Enterprise Release Management Best Practices
by Kathrin Paschen
Managing releases at scale is daunting. It involves juggling dependencies, timelines, and requirements. The stakes can be pretty high, too. Not all failures are as spectacular as crashing a lunar lander or losing $440 million. Even so, investing in enterprise release management makes a lot of sense.
Enterprise release management orchestrates the release processes of several projects and enables you to launch or update large software systems. When it’s done well, it looks easy (though you can be sure people are working hard to make it so). When it goes bad, it feels like a nightmare.
This post provides practical tips for how to manage releases at enterprise scale, successfully.
What Does Success Look Like?
We’ve all seen releases that went poorly, and we can recognize some of the red flags that a release management system is failing. But what are your criteria for a good release?
Usually, the answer to this is “a good release is one where we launch on time with no big problems.” But there’s often a trade-off between speed and quality. Also, maybe you also want to include “the new feature makes our customers happy” and “nobody had to work a 100-hour week” in your criteria.
There’s a difference between a release and a feature launch. A feature launch is when a new feature becomes available to customers, but a release just means you’ve set some new code live. You can (and probably should) release regularly and often, no matter the size of your company. Small, frequent releases are great for quick feedback and innovation, and they make large feature launches easier.
Different companies choose different trade-offs:
- Startups often want to launch quickly to maintain momentum. Therefore, they may be willing to take risks when it comes to releasing code with a few known bugs.
- Big companies, on the other hand, often require new functionality to integrate well into their existing offerings. They may have legacy systems. Also, they tend to be reluctant to expose customers to bugs or downtime.
The main difference between startups and larger companies is in the amount of coordination—releases at larger companies typically require more of it.
Below, I describe best practices that help in different kinds of environments, from startup to big company.
Best Practice 1: Plan and Communicate
When coordinating project release schedules toward a feature launch, you often need to plan backward from a target date and align the work so everything is ready on time. Even when you’re not working toward a feature launch, you’ll have project dependencies.
This means you need an overview of…
- the projects that contribute to the release
- the features that they need to deliver
- how those depend on each other
For example, let’s say one project provides a feature that others need. In that case, the first project needs to deliver that feature early enough for integration and testing.
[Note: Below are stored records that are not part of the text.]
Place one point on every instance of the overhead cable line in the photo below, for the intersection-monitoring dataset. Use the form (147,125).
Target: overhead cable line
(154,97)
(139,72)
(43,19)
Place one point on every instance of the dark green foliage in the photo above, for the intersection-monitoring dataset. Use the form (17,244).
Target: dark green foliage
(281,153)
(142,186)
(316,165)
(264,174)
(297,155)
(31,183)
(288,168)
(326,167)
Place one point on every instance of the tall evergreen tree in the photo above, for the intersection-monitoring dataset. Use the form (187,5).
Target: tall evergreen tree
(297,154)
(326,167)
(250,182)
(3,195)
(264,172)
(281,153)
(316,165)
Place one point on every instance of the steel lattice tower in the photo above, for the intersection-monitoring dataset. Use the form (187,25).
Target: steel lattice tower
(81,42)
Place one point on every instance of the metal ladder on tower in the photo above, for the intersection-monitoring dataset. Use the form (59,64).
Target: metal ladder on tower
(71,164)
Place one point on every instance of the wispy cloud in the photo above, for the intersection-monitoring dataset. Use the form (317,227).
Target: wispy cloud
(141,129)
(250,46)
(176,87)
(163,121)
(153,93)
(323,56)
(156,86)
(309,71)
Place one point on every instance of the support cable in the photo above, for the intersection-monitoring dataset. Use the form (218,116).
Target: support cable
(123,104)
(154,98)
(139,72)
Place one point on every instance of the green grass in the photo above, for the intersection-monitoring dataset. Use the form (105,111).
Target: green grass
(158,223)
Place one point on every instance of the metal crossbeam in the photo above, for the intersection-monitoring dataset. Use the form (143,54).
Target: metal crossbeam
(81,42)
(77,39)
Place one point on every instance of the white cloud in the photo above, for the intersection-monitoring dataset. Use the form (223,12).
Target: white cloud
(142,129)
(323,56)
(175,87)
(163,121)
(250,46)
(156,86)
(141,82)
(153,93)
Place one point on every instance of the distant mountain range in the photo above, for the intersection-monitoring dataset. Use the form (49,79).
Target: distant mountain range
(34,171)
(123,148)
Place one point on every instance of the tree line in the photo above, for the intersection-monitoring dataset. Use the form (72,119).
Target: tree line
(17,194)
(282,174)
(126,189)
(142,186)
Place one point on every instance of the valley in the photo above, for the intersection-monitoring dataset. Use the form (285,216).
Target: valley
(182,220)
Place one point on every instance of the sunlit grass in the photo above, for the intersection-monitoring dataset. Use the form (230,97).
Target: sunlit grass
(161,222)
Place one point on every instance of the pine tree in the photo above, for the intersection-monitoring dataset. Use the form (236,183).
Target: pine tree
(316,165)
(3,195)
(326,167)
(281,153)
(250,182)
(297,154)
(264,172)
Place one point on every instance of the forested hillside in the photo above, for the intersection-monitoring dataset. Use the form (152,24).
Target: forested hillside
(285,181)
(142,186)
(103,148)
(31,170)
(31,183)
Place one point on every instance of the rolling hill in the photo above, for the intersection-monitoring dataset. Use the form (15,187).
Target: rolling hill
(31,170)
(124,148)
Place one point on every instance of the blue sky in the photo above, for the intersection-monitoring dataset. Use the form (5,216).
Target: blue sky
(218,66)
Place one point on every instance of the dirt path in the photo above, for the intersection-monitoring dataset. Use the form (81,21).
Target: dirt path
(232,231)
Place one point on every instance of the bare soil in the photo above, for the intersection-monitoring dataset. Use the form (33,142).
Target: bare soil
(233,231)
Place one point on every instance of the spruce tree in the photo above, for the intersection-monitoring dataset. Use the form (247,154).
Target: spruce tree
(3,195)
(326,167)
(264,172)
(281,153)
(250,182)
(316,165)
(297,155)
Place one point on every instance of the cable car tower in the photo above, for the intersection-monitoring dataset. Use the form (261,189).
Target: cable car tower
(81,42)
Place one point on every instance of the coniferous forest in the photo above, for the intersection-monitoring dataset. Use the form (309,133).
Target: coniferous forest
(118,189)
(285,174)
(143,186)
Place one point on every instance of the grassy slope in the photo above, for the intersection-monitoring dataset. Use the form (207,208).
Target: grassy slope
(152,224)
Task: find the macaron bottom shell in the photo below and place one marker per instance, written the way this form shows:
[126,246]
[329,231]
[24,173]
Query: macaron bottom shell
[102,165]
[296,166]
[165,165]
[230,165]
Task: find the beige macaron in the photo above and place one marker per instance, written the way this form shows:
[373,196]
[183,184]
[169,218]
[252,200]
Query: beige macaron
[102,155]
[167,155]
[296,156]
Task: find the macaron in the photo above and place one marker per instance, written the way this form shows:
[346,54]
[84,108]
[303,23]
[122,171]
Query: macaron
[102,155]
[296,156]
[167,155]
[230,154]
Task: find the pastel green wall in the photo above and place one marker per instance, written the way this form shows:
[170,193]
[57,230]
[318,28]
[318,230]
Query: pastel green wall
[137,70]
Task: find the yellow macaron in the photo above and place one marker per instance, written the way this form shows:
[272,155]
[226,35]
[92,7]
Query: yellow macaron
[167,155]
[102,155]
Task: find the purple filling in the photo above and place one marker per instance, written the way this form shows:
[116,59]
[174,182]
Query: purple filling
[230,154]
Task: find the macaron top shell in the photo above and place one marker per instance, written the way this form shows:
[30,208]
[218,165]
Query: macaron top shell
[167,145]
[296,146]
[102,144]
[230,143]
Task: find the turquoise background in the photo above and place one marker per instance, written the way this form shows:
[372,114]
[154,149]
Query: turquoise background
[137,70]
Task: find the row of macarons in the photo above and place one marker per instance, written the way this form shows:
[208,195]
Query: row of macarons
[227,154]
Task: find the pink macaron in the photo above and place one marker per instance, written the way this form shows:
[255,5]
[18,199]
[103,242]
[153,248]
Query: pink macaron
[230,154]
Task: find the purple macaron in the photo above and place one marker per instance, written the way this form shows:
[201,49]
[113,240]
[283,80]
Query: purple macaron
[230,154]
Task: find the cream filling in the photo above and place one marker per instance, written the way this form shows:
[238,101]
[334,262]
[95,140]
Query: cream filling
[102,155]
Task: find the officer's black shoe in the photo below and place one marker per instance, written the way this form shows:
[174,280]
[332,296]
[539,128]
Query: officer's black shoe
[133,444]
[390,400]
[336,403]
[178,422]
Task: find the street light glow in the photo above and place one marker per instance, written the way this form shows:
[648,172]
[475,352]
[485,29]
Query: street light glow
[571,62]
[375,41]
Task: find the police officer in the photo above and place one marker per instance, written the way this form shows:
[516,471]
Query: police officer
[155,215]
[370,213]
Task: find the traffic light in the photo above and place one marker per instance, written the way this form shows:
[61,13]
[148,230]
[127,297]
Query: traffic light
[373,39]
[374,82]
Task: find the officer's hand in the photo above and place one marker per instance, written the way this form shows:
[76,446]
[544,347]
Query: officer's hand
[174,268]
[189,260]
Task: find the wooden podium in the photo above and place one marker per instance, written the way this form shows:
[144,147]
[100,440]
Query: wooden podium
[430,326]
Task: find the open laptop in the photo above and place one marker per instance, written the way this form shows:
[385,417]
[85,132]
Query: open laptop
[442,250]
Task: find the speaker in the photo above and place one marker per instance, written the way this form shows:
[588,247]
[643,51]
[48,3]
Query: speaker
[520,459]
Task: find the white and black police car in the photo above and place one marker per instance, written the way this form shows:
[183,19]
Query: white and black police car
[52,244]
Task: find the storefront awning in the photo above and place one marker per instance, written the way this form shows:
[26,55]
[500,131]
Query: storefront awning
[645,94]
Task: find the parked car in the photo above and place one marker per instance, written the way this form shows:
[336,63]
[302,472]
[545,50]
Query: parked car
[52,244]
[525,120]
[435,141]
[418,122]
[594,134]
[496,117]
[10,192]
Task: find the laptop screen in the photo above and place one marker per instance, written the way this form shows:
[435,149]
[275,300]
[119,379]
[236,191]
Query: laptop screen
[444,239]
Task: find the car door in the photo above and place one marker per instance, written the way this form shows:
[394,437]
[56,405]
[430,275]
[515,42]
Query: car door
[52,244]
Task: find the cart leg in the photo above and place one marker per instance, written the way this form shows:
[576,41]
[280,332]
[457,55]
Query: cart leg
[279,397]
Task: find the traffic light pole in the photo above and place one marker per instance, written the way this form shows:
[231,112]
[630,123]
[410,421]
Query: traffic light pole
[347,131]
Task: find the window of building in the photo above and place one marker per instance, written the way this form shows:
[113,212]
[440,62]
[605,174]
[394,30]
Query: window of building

Similarly, if two projects access the same database tables, then schema changes have to be coordinated between them.
A diagram of these dependencies is essential; software that helps you track them is even better.
The next step is to define a timeline (a release calendar is useful here) that says which project needs to deliver which feature by which time. Include time for testing and for fixing bugs, and leave some slack because you always need slack.
Almost as important as having a timeline is making sure every project team knows about the release calendar and has agreed to it. If a project team pushes back, be sure to listen and address their concerns.
Best Practice 2: Manage Dependencies
The more dependencies there are between the projects in your release, the higher the risk of delays and late-breaking bugs. Some dependencies are unavoidable; you track them and reserve time for integration testing.
Whenever possible, encourage projects to reduce their dependencies. Ideally, project teams create self-contained systems that communicate with each other through clear application programming interfaces. This decouples project teams and allows them to develop and test against mocks or fakes. It also reduces long lead times and blocked user stories—two of the red flags mentioned above.
I find it useful when each project team creates tested and versioned packages of their software that other projects can use. Why bother doing this?
- It helps the other projects test against a versioned package. Most package repositories also allow you to label packages. For example, you might use the labels “Ready for testing” or “Use this only if you want to reproduce bug #123.”
- It helps testers reproduce bugs. If bug reports contain package versions, then the testers can be reasonably sure that they’re testing the right code.
- It helps you track progress. Most task or issue tracking systems allow you to record which software versions include a feature. You can then track whether a package with a feature exists, whether someone has tested it, how many bugs they found, and so on.
Now you can do a fair amount of integration testing early, avoiding the risks around “big bang” integration. That type of integration happens when people on individual projects write their software in isolation and then put everything together late in the process.
Best Practice 3: Remember That Tools and Automation Are Your Friends
Wherever possible, automate steps, such as building, testing, and deployment. This saves you time and reduces the opportunity for errors. Excellent tools exist.
What if a step is too hard to automate? Document it. People who aren’t on the project team have to be able to build, test, and package a new version. This is essential if you ever need to deploy a security update quickly, for example.
If at all possible, deploy regularly. A few projects can’t do this—for example, those whose software gets flashed onto ROMs. However, even if you can’t deploy to your end users regularly, deploy to a test environment. Benefits include:
- You exercise your deployment tools regularly. They become familiar, and you can fix issues with them.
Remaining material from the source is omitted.